Make a csv file with the specifications in the Access register database and implement them to the raw data of the selected group of files ie. (filgruppe). All files under the selected group will be affected unless the KOBLID with argument koblid is specified or select argument is used. Specifying koblid or select is useful especially for testing purposes.

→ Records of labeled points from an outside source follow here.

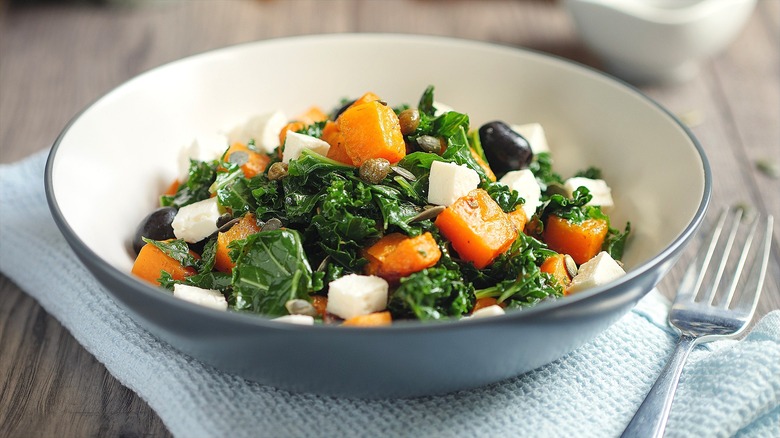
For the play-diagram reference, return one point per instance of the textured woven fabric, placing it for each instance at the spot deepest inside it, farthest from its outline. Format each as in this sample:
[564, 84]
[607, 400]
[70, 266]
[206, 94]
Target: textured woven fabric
[728, 388]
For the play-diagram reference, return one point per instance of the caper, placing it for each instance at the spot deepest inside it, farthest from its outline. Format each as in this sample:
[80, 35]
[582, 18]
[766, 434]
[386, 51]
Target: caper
[374, 170]
[409, 176]
[410, 120]
[277, 171]
[429, 143]
[223, 219]
[155, 226]
[429, 212]
[272, 224]
[300, 307]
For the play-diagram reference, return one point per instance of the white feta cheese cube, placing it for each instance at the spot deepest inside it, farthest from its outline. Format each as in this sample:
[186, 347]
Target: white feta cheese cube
[296, 142]
[196, 221]
[263, 129]
[296, 319]
[354, 295]
[534, 133]
[449, 181]
[488, 311]
[597, 271]
[602, 194]
[204, 148]
[203, 297]
[524, 182]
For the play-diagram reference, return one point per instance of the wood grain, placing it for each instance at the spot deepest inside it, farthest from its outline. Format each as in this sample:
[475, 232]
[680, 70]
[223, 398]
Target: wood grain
[57, 57]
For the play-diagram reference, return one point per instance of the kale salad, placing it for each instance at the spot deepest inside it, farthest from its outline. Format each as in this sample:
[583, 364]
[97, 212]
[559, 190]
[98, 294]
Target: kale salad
[370, 213]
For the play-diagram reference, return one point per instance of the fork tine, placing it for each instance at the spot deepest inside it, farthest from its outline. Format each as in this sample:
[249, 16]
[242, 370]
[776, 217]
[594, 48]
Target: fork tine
[740, 265]
[757, 272]
[694, 275]
[711, 292]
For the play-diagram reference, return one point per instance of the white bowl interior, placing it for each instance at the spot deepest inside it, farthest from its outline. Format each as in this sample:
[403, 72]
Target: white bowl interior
[119, 154]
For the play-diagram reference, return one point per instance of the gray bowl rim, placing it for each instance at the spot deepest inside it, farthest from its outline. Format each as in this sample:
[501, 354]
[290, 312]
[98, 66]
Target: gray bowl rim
[126, 280]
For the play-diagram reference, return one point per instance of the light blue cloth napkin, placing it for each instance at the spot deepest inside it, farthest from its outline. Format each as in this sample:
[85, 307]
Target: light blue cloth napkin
[728, 388]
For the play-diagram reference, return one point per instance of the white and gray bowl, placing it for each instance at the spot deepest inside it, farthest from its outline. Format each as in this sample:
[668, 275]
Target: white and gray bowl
[111, 162]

This function is the most used function in KHelse for processing raw data. The function lag_fil() is an alias to make_file().

Usage

make_file(
  group = NULL,
  koblid = NULL,
  aggregate = NULL,
  save = FALSE,
  year.geo = NULL,
  implicitnull = NULL,
  row = NULL,
  base = NULL,
  parallel = deprecated(),
  raw = NULL,
  select = NULL
)

lag_fil(
  group = NULL,
  koblid = NULL,
  aggregate = NULL,
  save = FALSE,
  year.geo = NULL,
  implicitnull = NULL,
  row = NULL,
  base = NULL,
  parallel = deprecated(),
  raw = NULL,
  select = NULL
)

mf(
  group = NULL,
  koblid = NULL,
  aggregate = NULL,
  save = FALSE,
  year.geo = NULL,
  implicitnull = NULL,
  row = NULL,
  base = NULL,
  parallel = deprecated(),
  raw = NULL,
  select = NULL
)

Arguments

group

The name of filegroup as specified in filgruppe

koblid

KOBLID from table tbl_Koble

aggregate

Logical value. Default is TRUE. Aggregate data according to the specification in registration database. Global options with orgdata.aggregate.

save

Logical value. Default is FALSE. To save as .csv format file by activating save_file() function.

year.geo

Which reference year to use for geograhical coding. If it is missing then global option for orgdata.year will be used.

implicitnull

Logical value. Default is TRUE to add implicit null to the dataset. Global options with orgdata.implicit.null.

row

Select specific row(s) numbers only. Useful for debugging. Please read Debugging article for detail.

base

Logical value. If TRUE then use year in the original data as the base year to recode the geographical codes. Default is FALSE and use all available codes in geo codebook

parallel

Logical or numeric value. With logical value TRUE it will run with parallel using 50% ie. 0.5 of local cores. User can decide other percentage if needed. For example to use 75% of the cores then specify as parallel = 0.75. Nevertheless, maximum cores allowed is only 80%. Default value is FALSE ie. to use sequential processing

raw

Logical value. Default is FALSE as in config. If TRUE then read original raw data directly from source file even if the dataset is already available in DuckDB without the need to unmark KONTROLLERT in the Access database

select

Select number of valid files to process as an alternative to using KOBLID. To select the first 5 files then write select=1:5. Use select="last" to select the last or most recent file.

See also

Other filegroups functions: make_filegroups()

Examples

if (FALSE) { # \dontrun{
dt <- make_file("ENPERSON")
dt <- make_file("ENPERSON", raw = TRUE) #Skip DuckDB and read directly from original files
dt <- make_file("ENPERSON", koblid = 120:125) #Select specific files only
dt <- make_file("ENPERSON", select = "last") #Select most recent file
} # }